Effondrements rue d'Aubagne à Marseille : premières condamnations à de la prison ferme

De premiers copropriétaires ont été condamnés lundi à de la prison ferme au procès des effondrements mortels de la rue d'Aubagne, la lecture du jugement ayant été brièvement interrompue par le malaise de l'un d'eux, dans une ambiance empreinte de douleur et d'émotion après ce drame du logement indigne dans lequel huit personnes sont mortes le novembre 2018.
Dans une salle archi-bondée de la salle des procès hors-norme du tribunal judiciaire de Marseille, le président Pascal Gand a commencé par relaxer six prévenus, trois copropriétaires du numéro 65 de la rue d'Aubagne et le bailleur social et deux de ses anciens dirigeants qui géraient le numéro 63 inoccupé.
Puis Sébastien Ardilly, qui était poursuivis avec ses parents, absents à l'audience, et leur SCI en tant que personne morale, a été appelé à la barre.
"Le tribunal retient que vous étiez personnellement informés des désordres graves" au numéro 65 de la rue d'Aubagne et que "vous avez fait preuve d'une indifférence totale en exécutant pas les travaux" nécessaires, a commencé le président Pascal Gand.
"Ces fautes ont causé de façon indirecte et certaine la mort d'Ouloume Saïd Hassani", une mère comorienne démunie qui vivait dans cet appartement du centre-ville de Marseille avec ses deux fils, qui ont eux survécu et étaient présent dans la salle.
Pendant que le magistrat énumérait ces fautes - travaux non réalisés dans le plancher, le plafond, fils électriques apparents, punaises de lit - Sébastien Ardilly a fait un malaise et l'audience a du être suspendue une quarantaine de minutes le temps que les pompiers lui prodiguent des soins.
A la reprise le tribunal a annoncé sa condamnation à trois ans de prison dont un an ferme sous bracelet électronique, quatre ans dont deux ferme sous bracelet électronique pour son père Gilbert et trois ans avec sursis pour sa mère Martine.
- "Plus jamais" -
Avant le début du jugement, plusieurs dizaines proches des huit victimes et militants se sont rassemblés. Il faut "que ce drame là ne se reproduise plus jamais" et que "la peur change de camp au niveau du logement aujourd'hui", a plaidé Anissa, de l'assemblée des délogés, rappelant qu'il y avait encore quelque 200 signalements d'immeubles en péril chaque mois à Marseille.
Six semaines de débats à l'automne avaient permis d'établir que les effondrements le 5 novembre 2018 des numéros 63 (vide) et 65 étaient inéluctables vu l'état du bâti. Mais aucune mise à l'abri des locataires du 65 n'avait été décidée et les travaux entrepris s'étaient avérés inefficaces voire contreproductifs.
L'instruction avait seulement renvoyé quatre personnes devant le tribunal : Julien Ruas, adjoint du maire LR de l'époque Jean-Claude Gaudin, l'architecte Richard Carta qui avait expertisé l'immeuble moins de trois semaines avant son effondrement, et deux personnes morales, le syndic du 65, le cabinet Liautard, et le bailleur social propriétaire du numéro 63, laissé à l'état de ruine par Marseille Habitat.

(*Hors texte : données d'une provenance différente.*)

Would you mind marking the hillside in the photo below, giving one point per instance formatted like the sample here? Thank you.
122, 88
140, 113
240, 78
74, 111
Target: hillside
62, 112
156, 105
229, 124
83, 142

Insuffisant pour certaines parties civiles qui avaient cité à comparaître une douzaine de personnes supplémentaires, dont des copropriétaires.
Au final, 16 personnes morales et physiques ont été jugées pour différents délits, notamment homicide involontaire par violation manifestement délibérée d'une obligation de sécurité, un délit punissable de cinq ans de prison maximum, et soumission de personnes vulnérables dont au moins un mineur à des conditions d'hébergement indigne, des faits qui peuvent valoir jusqu'à dix ans d'emprisonnement.
Le procureur, Michel Sastre, avait suivi les parties civiles sur ce point, estimant que les copropriétaires avaient bien "connaissance des problèmes structurels de l'immeuble", mais avaient "joué la montre" pour "dépenser le plus tard et le moins possible".
Il avait même requis à l'encontre de Xavier Cachard, élu régional qui avait au moment des faits la double casquette de propriétaire et avocat du syndic, la peine la plus lourde : cinq ans de prison dont trois ferme.
Des peines significatives avaient aussi été réclamées contre Richard Carta, l'expert-architecte (trois ans de prison dont deux ferme) et Julien Ruas (trois ans de prison), seul élu municipal poursuivi dans cette affaire qui avait jeté une lumière crue sur l'inaction de l'équipe de Jean-Claude Gaudin, dont le parti perdra la mairie deux ans plus tard face à une coalition gauche-écologistes-société civile.
Durant les débats, les prévenus avaient contesté en bloc, les avocats plaidant des relaxes en cascade.